V: Fango, lodo y barro

133 71 23
                                    


Arian Betancourt

—¿Que vais a hacer con él, señor Grimm? —oyó una voz.

Arian empezaba a volver en sí, pero estaba muy desorientado. Una luz amarillenta proveniente de alguna antorcha le golpeaba en los ojos y sentía que los párpados le pesarban más que un saco de trigo. Tardó varios segundos en darse cuenta de que estaba atado de manos y pies, y sudaba tanto que parecía que le hubiesen tirado dos cubos de agua.

—No lo mataré... —se oyó otra, pero esta era conocida— Sería un desperdicio. Lo mandaré a los pozos para que trabajara día y noche. Según me han dicho necesitan personal. Es joven y fuerte, deberíamos aprovecharlo.

Abrió los ojos lo máximo que podo y diferenció dos siluetas. Estaban en un lugar oscuro hecho de piedra, solo alumbrado por una antorcha colgada en la pared. Había mucha humedad y el calor era asfixiante, como si estuvieran dentro de una nube de fuego. Un aroma desagradable le llegó. Parecían heces. Tal vez de los antiguos prisioneros que se encontraban allí antes que él.

Soltó un gemido de dolor al sentir una punzada en la cabeza y eso sobresaltó a los dos hombres. Sólo inclinaron la cabeza hacia él, pero no dijeron nada.

Sí, uno era el de la otra noche, el más viejo de los dos. Grimm, le pareció escuchar. Pero el otro no lo reconocía.

Arian tragó saliva. No sabía dónde estaba ni en el lío que se había metido. Notó como el pecho se le enconjía y la garganta le ardía.

Tenía miedo.

—¡Camina, niñato! —gritó alguien a su espalda mientras le proporciona a una patada para que no se detuviera.

Tenía las muñecas hinchadas y rojas, con quemaduras en cada zona donde sobresaliera algún hueso. Pero estaba tan aturdido que ni si quiera se preocupaba de eso.

Había hombres por todos lados, con las vestiduras rotas y cicatrices en sus rostros, unas viejas y otras recientes. Trabajaban si parar, picando piedra o madera, cortando troncos y limpiando objetos. Todo esto sobre una superficie de barro que impedía que caminaran con facilidad y guardias en cada esquina con algo que parecían ser látigos. De ves en cuando distinguía como uno de ellos golpeaba con el objeto a los criados y ellos dejaban escapar un grito arrollador.

No veía mujeres, o al menos no por ahora.

No sabía exactamente qué hacían con ellas, seguro las entregaban a un prostíbulo o a las casas de placeres. Tal vez la adiestraban para complacer a los de más alta sociedad o como criadas, también para ellos.

—¡Atención, caballeros y caballeros! —gritó uno de los soldados, que estaba encaramado sobre un estandarte. Todos detuvieron sus trabajos y tiraron sus hachas y picos e inmediatamente levantaron sus cabezas hacia él. Estaba claro que esto pasaba muy a menudo. Arian hizo lo mismo, intentando ignorar los latidos intensos de su corazón— ¡Tengo dos noticias para ustedes! Una buena y una mala, así que no se alarmen... La mala es que los dos turnos de comida pasarán a convertirse en uno —se escucharon quejas por todo el lugar— Y la buena... —soltó una risa—. Bueno. La buena es que el trabajo se duplicará y las horas de descanso se acortarán.

Los guardias soltaron carcajadas desde sus posiciones y el resto de esclavos dejaban expresar caras de auténtico disgusto. Arian miró a su al rededor. ¿Pero a dónde había llegado a acabar?

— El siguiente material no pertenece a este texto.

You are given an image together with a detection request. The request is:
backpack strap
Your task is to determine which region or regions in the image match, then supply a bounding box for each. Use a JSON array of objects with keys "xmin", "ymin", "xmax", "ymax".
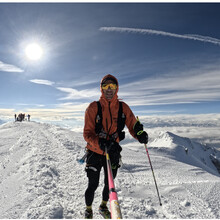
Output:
[
  {"xmin": 117, "ymin": 101, "xmax": 126, "ymax": 133},
  {"xmin": 95, "ymin": 101, "xmax": 103, "ymax": 135},
  {"xmin": 116, "ymin": 101, "xmax": 126, "ymax": 141}
]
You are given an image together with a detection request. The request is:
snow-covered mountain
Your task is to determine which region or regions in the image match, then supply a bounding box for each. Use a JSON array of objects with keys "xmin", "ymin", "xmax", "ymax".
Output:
[
  {"xmin": 0, "ymin": 121, "xmax": 220, "ymax": 219},
  {"xmin": 151, "ymin": 131, "xmax": 220, "ymax": 176}
]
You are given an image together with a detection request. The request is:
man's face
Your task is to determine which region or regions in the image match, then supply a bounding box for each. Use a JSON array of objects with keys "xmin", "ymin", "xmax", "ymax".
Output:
[{"xmin": 102, "ymin": 80, "xmax": 117, "ymax": 100}]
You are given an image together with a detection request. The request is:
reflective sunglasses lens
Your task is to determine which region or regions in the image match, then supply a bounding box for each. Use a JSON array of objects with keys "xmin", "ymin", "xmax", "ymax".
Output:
[{"xmin": 102, "ymin": 83, "xmax": 117, "ymax": 90}]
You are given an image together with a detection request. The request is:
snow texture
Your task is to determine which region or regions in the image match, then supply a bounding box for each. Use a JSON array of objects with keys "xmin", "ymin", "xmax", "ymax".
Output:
[{"xmin": 0, "ymin": 121, "xmax": 220, "ymax": 219}]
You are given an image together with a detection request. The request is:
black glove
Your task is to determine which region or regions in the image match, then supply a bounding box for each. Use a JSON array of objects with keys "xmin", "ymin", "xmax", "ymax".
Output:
[
  {"xmin": 133, "ymin": 120, "xmax": 143, "ymax": 134},
  {"xmin": 134, "ymin": 120, "xmax": 148, "ymax": 144},
  {"xmin": 108, "ymin": 141, "xmax": 122, "ymax": 154},
  {"xmin": 137, "ymin": 131, "xmax": 148, "ymax": 144},
  {"xmin": 99, "ymin": 138, "xmax": 113, "ymax": 152}
]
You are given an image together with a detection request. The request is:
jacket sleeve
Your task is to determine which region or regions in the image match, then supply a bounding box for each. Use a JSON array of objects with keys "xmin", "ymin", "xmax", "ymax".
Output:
[
  {"xmin": 83, "ymin": 102, "xmax": 101, "ymax": 153},
  {"xmin": 122, "ymin": 102, "xmax": 138, "ymax": 139}
]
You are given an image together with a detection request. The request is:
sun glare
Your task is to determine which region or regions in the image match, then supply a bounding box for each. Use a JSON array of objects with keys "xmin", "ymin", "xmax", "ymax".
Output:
[{"xmin": 25, "ymin": 43, "xmax": 43, "ymax": 60}]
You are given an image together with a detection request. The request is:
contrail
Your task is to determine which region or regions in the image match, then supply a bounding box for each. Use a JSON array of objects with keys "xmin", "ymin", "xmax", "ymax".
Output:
[{"xmin": 100, "ymin": 27, "xmax": 220, "ymax": 46}]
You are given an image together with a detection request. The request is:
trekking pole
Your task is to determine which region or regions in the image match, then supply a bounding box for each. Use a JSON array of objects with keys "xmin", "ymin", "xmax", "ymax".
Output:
[
  {"xmin": 105, "ymin": 147, "xmax": 123, "ymax": 219},
  {"xmin": 144, "ymin": 143, "xmax": 162, "ymax": 206}
]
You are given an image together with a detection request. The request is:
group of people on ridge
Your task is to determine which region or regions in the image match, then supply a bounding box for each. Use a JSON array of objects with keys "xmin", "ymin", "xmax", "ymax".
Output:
[
  {"xmin": 14, "ymin": 113, "xmax": 31, "ymax": 122},
  {"xmin": 83, "ymin": 74, "xmax": 148, "ymax": 219}
]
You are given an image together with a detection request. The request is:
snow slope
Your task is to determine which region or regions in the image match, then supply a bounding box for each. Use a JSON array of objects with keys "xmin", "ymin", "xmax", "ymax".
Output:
[
  {"xmin": 0, "ymin": 119, "xmax": 6, "ymax": 125},
  {"xmin": 0, "ymin": 121, "xmax": 220, "ymax": 219}
]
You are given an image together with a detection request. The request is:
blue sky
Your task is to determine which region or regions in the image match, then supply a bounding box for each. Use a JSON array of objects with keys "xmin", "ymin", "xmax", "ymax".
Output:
[{"xmin": 1, "ymin": 3, "xmax": 220, "ymax": 122}]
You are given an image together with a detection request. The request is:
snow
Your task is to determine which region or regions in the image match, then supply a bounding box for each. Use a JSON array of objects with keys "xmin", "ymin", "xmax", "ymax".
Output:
[
  {"xmin": 0, "ymin": 119, "xmax": 6, "ymax": 125},
  {"xmin": 0, "ymin": 121, "xmax": 220, "ymax": 219}
]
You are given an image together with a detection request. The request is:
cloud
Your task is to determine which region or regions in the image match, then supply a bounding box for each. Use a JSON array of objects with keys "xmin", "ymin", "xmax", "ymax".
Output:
[
  {"xmin": 100, "ymin": 27, "xmax": 220, "ymax": 46},
  {"xmin": 0, "ymin": 61, "xmax": 24, "ymax": 73},
  {"xmin": 29, "ymin": 79, "xmax": 55, "ymax": 86},
  {"xmin": 0, "ymin": 108, "xmax": 16, "ymax": 117},
  {"xmin": 22, "ymin": 102, "xmax": 89, "ymax": 122},
  {"xmin": 0, "ymin": 101, "xmax": 89, "ymax": 123},
  {"xmin": 56, "ymin": 87, "xmax": 100, "ymax": 100},
  {"xmin": 119, "ymin": 66, "xmax": 220, "ymax": 106}
]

—Menudo chásco... —susurró alguien a su derecha mientras el resto de personas retomaban sus puestos de trabajos.

Arian no pudo evitar observarlo. Era un chico joven, incluso más que él. Era negro, delgado y con el pelo muy corto, casi al rape. Sus labios eran gordos y marrones, al igual que su nariz y boca. Pero lo que más le llamaba la atención a Arian era su corte en el lado izquierdo del rostro. Tenía costra y sangre seca, y atravesaba el lateral de su mejilla desde el final de la ceja hasta su mandíbula.